"Eğer Beşiktaş'ın rakibi olsaydım Delgado, Holosko ve Serdar Özkan beni korkuturdu. Bizim gücümüz takım olmamızda".
Beşiktaş'ın yenileri arasında beni en çok tereddütte bırakan o olduğu için ropörtaj tercihimi Seric'ten yana kullandım. Çimlere serilip, sohbetimize başlarken şakayla karışık bileğinin güçlü olup olmadığını soruyorum, şaşırıyor. Derken meydan okuyor ve başlıyoruz bilek güreşine, öyle poz vermek için değil harbi harbi. Görüntüsü cılız ama bileği güçlü,
yenemiyorum. Ailesinde başka bir sporcu olup olmadığını soruyorum. Babasının amatör olarak futbol oynadığını belirtip "Sporu gerçekten çok seven bir ailem var ama benden başka futbolcu ya da sporcu yok" cevabını veriyor. Beşiktaş'tan teklif aldığı güne geri dönmesini isteyip o anda neler hissettiğini sorduğumda bakın neler söylüyor: "Bir an bile düşünmedim. Beşiktaş ve Türkiye bana yabancı değil. Türkiye dünya üçüncüsü oldu, Avrupa Şampiyonası'nda ses getirdi. Türkiye Ligi'ni de biliyorum, zor bir lig. Böyle bir ligde oynamak istedim ve hiç düşünmeden kabul ettim."

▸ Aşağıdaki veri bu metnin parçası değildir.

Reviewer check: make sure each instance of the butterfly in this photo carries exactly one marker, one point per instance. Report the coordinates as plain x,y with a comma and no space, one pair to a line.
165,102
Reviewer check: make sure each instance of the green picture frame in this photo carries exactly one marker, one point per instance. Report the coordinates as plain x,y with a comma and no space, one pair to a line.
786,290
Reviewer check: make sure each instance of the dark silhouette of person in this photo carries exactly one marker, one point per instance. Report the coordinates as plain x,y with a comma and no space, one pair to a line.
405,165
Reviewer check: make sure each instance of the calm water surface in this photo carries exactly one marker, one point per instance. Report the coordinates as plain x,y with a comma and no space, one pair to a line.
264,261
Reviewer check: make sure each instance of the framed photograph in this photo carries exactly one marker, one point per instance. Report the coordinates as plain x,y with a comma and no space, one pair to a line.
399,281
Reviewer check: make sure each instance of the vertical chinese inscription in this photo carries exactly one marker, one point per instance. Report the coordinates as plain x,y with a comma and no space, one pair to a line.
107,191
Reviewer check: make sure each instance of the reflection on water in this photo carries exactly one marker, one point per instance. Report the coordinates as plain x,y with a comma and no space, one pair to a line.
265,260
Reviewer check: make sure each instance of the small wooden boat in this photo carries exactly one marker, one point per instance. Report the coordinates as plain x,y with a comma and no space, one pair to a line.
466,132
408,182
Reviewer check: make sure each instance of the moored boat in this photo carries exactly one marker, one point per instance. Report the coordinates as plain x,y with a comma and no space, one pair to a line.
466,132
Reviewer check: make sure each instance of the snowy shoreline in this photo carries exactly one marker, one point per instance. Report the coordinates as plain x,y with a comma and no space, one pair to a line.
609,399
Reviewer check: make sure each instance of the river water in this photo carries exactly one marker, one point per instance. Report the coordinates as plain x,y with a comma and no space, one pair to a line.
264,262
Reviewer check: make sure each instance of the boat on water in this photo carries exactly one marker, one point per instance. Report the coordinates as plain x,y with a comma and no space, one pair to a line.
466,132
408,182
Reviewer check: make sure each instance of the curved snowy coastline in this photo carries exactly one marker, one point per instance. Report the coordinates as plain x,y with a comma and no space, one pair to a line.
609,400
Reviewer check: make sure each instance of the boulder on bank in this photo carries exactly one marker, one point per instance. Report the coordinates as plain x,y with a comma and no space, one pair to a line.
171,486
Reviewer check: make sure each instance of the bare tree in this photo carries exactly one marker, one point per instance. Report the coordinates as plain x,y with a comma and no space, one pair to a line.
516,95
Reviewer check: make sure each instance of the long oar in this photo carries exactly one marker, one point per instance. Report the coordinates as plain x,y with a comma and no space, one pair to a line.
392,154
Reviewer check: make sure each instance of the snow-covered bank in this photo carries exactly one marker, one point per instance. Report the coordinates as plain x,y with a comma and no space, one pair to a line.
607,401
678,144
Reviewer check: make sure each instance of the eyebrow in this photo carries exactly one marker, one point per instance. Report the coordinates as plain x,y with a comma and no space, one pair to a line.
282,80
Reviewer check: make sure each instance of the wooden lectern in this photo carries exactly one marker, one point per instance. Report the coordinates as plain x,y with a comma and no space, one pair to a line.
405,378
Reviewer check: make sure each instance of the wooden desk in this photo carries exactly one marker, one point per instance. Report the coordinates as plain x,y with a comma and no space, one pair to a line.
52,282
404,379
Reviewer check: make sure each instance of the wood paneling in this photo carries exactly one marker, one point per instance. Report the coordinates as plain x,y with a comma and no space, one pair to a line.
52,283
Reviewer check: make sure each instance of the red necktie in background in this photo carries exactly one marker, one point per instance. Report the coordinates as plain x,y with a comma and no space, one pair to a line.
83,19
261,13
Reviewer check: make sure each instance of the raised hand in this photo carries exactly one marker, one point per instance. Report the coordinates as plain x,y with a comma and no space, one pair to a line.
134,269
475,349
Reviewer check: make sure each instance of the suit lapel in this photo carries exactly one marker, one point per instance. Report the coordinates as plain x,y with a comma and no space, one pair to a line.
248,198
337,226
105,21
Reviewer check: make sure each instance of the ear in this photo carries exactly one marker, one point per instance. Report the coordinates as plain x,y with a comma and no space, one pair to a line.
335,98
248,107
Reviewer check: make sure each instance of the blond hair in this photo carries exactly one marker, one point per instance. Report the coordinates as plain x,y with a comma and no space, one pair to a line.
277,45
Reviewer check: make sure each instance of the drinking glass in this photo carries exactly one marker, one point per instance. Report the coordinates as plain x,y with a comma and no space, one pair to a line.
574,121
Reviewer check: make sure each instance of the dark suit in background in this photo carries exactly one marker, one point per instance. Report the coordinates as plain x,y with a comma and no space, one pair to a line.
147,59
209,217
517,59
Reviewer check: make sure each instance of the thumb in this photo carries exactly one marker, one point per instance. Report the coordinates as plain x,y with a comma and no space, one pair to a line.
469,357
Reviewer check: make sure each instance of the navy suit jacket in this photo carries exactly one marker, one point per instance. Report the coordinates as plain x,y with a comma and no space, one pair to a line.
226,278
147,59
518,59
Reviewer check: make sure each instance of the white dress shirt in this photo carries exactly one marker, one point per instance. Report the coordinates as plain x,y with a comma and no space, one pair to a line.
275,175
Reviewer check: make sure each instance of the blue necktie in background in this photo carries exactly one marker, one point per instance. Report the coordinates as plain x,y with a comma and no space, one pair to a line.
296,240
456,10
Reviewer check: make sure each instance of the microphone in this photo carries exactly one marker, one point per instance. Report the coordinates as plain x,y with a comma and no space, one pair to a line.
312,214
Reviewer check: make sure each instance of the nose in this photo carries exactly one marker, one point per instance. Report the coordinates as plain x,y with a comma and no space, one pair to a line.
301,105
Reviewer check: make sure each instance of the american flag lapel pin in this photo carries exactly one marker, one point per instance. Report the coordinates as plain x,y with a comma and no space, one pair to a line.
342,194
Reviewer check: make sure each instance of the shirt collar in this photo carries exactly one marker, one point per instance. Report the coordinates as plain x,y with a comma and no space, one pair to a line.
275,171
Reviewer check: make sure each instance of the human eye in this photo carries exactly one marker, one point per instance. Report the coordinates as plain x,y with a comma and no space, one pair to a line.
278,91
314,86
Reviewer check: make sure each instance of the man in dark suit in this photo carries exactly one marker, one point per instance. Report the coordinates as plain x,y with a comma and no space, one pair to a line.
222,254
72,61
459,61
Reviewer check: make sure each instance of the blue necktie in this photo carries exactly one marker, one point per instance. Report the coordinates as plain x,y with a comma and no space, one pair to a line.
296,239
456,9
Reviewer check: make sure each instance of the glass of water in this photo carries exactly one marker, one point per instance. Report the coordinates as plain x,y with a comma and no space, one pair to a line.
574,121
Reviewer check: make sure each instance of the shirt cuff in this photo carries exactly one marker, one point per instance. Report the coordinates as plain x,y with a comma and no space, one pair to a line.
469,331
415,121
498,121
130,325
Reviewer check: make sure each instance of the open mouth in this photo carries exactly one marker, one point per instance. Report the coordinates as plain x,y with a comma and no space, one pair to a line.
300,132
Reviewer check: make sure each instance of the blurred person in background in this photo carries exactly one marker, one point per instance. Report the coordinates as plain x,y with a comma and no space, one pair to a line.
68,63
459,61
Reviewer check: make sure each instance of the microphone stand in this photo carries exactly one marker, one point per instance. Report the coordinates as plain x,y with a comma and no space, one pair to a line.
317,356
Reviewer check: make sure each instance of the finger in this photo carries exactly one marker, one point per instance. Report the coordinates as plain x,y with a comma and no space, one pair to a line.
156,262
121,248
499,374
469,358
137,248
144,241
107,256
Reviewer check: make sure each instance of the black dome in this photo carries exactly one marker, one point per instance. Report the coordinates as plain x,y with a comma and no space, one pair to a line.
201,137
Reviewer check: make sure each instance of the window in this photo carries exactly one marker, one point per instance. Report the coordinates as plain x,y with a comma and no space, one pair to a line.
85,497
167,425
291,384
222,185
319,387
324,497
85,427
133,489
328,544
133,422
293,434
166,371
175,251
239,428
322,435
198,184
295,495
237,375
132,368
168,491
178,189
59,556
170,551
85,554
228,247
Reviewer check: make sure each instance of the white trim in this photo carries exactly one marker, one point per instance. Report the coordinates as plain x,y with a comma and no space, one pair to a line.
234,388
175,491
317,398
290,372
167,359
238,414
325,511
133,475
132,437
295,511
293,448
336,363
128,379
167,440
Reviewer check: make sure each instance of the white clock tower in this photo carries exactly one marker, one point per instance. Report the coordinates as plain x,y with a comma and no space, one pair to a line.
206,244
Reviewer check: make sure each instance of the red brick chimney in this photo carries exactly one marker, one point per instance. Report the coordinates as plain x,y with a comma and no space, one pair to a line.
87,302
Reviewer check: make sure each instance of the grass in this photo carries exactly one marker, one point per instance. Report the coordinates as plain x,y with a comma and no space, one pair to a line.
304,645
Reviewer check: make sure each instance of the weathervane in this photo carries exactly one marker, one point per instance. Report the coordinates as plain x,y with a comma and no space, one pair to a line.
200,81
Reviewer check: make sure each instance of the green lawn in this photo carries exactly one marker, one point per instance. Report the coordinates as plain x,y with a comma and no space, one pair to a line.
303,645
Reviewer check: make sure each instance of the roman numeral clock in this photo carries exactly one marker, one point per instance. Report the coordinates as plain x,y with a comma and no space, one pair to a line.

BURADA İŞİM NE? Dalıyoruz derinliklere, detayları istiyorum. -Beşiktaş'ı ne kadar tanıyordun ki gelen teklifi hemen kabul ettin? -Beşiktaş, Avrupa'da bilinen kulüplerden biri. Taraftarını ise dünya tanıyor, biliyor. Ben Beşiktaş'ın kazandığı Liverpool maçını izleme şansı buldum. Muhteşem bir taraftar vardı. Bu takım için büyük güç demektir!" -O güç bazen baskı unsuru olmaz mı? -Buna baskı demek doğru değil, itici güç demek daha doğru olur. -Performans demişken, kendi stilini nasıl tanımlarsın? -Futbol artık sadece bir özellikle oynanacak bir oyun değil. Hem güçlü olmalısınız, hem de teknik kapasiteye sahip olmalısınız. Ben bu özelliklere sahibim. -Yaklaşık bir aydır çalışıyorsunuz, takım arkadaşlarını tanıyorsun, ilk 11'de kendine yer bulabilecek misin? -Onbirde kendine yer bulacağına inanmayan futbolcunun burada işi ne? Tabii rekabet olacaktır bu da iyi bir şeydir. Hazır takım arkadaşlarından sözü açmışken, Beşiktaş'ın en büyük silahlarının kimler olduğunu söylüyorum. Hiç tereddüt etmeden, "Öncelikle Delgado" diyor. "Neden?" diye tekrar soruyorum çok ilginç bir şekilde tanımlıyor Arjantinliyi: Delgado ışıktan hızlı! Gerçekten çok büyük yetenekleri olan biri. İnanılmaz çabuk düşünüyor ve aynı çabuklukta uyguluyor. Bu büyük güç demek! Serdar Özkan da çok yetenekli. Çabuk, akıllı, futbolu iyi biliyor. Bir de Holosko var.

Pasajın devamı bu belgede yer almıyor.